A delegada informou que “Zé Roberto da Compensa” ordenou que detentos identificados como “Maguila” e “Caroço”, que comandou a ação e esses dois detentos passaram as coordenadas para que outros nove presos colocassem o plano em prática. “Maguila” e “Caroço” coordenaram toda a ação dentro do presídio.
“Nos autos temos relatos de testemunhas oculares informando que foi lida uma carta em reunião, dentro de uma das celas do Compaj, determinando, especificamente, como se daria o massacre.
Foi estabelecido que, a partir da última visita daquele dia, eles entrariam em campo, invadiriam a portaria e fariam reféns para que não houvesse o controle estatal e começariam a chacina propriamente dita. É bom ressaltar que outra motivação seria o comportamento dos presos do PCC dentro do sistema prisional. Em várias oitivas, inclusive de agentes de ressocialização, ficou bem claro que eles faziam chacotas com os presos da FDN. Uma motivação muito forte que todos eles apresentaram era essa, o comportamento dos internos do PCC em relação aos familiares e presos da FDN”, disse Ferraz.
A autoridade policial afirmou que “Maguila” e “Caroço”, juntamente com outros 15 detentos, foram transferidos para presídios federais no dia 11 de janeiro deste ano. Emília Ferraz explicou, ainda, que os alvos principais eram certos. “Algumas vítimas, como “Velho Sabá”, não era integrante do PCC, mas era um dos alvos. Outros indivíduos eram estupradores, além de presos vulneráveis e membros do PCC. Em algumas situações as vítimas já entraram no presídio com a sentença de morte decretada”, afirmou.
Dinâmica da ocorrência
O delegado Rodrigo Azevedo informou que a rebelião iniciou, exatamente, às 15h59, quando alguns detentos que estavam custodiados no Pavilhão Três, onde estavam os comandantes da FDN, renderam os agentes de socialização. Em seguida trocaram tiros com a guarnição da Polícia Militar que estava na Portaria Três do presídio para ter acesso a todos os presos de uma área chamada “Seguro”, local onde ficavam custodiados os presos considerados vulneráveis e 26 detentos da facção criminosa PCC. Desse local foram mortos 23 presos do PCC.

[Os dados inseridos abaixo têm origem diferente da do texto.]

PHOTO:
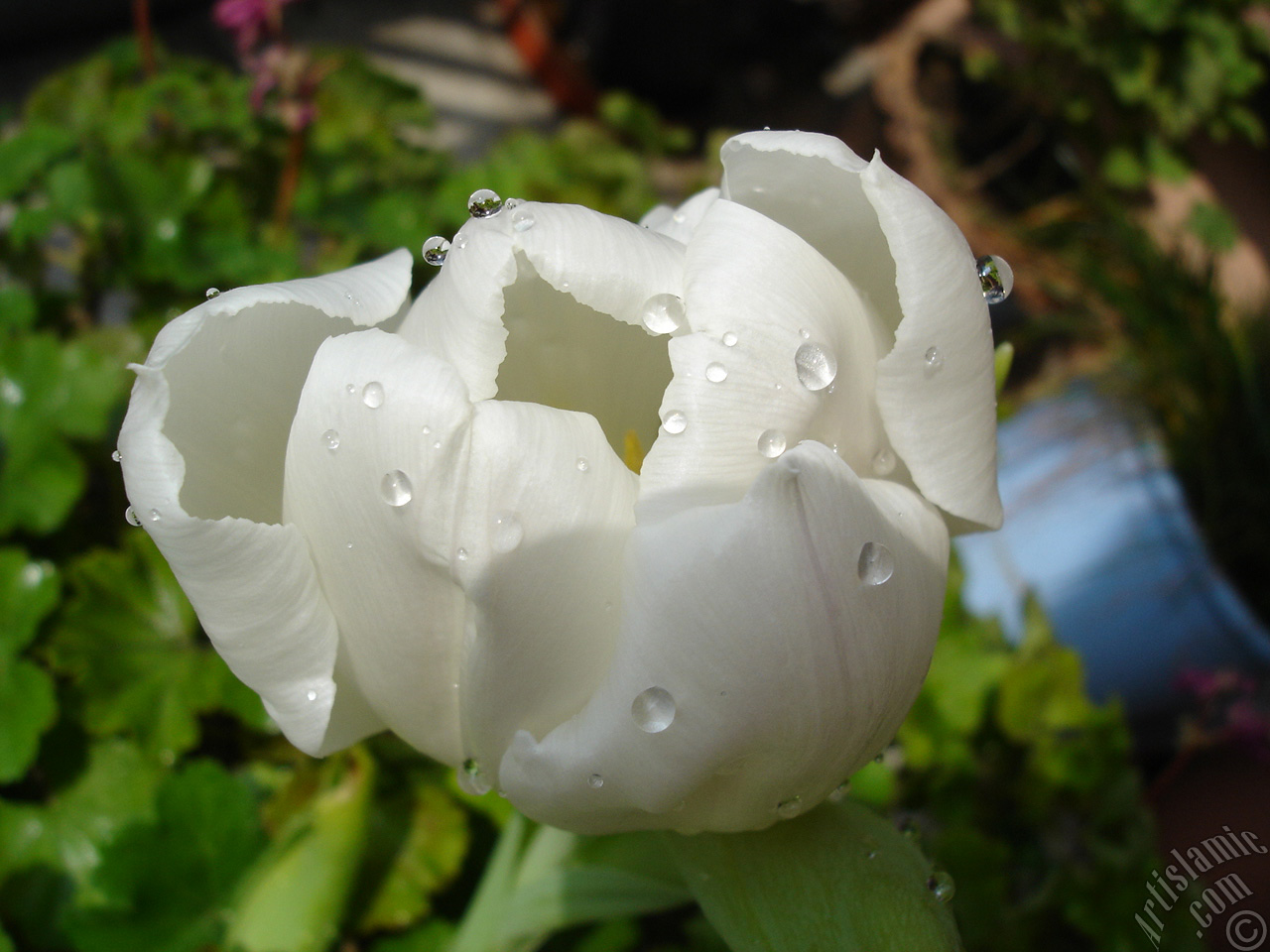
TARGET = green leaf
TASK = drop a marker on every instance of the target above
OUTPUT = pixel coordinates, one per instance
(127, 639)
(70, 832)
(295, 896)
(166, 885)
(835, 880)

Ao longo coletiva o delegado Tarson Yuri explicou, também, que a massa carcerária avançou no corredor para tomada do “Seguro”. Durante a rebelião foram quebradas várias partes dos telhados do presídio para retirada de integrantes da FDN que estavam custodiados na área chamada de “Seguro”.
“Os detentos escreveram a sigla FDN nas paredes com sangue das vítimas para representar a vitória da facção. Membros do PCC atearam fogo em colchões nas entradas das celas para tentar impedir que os integrantes da FDN conseguissem entrar nos espaços. Alguns detentos do PCC tentaram fugir por uma janela, de uma das celas, que foi serrada, mas foram alcançados pelos presos da FDN e foram mortos”, relatou.
Envio do IP à Justiça
Para concluir, o delegado-geral da instituição informou que o IP será remetido à Justiça na próxima segunda-feira, dia 4. Frederico Mendes parabenizou todas as pessoas envolvidas na elucidação das mortes no Compaj.
“A Força-Tarefa foi criada no sentido de elucidar os crimes. A Polícia Civil do Estado do Amazonas está de parabéns, pois esse é um fato inédito. Esse é o maior Inquérito Policial dentro de apuração de crimes no presídio. Quero parabenizar toda a equipe comandada pelos delegados Ivo Martins e Emília Ferraz, que não mediram esforços para elucidar todos os fatos da ocorrência. Os meus parabéns também se estendem aos servidores do Departamento de Polícia Técnico-Científica (DPTC) da SSP-AM, que em tempo recorde conseguiram identificar aquelas pessoas que foram decapitadas ou esquartejadas. Este foi um trabalho exemplar da Polícia Civil do Estado do Amazonas”, concluiu Mendes.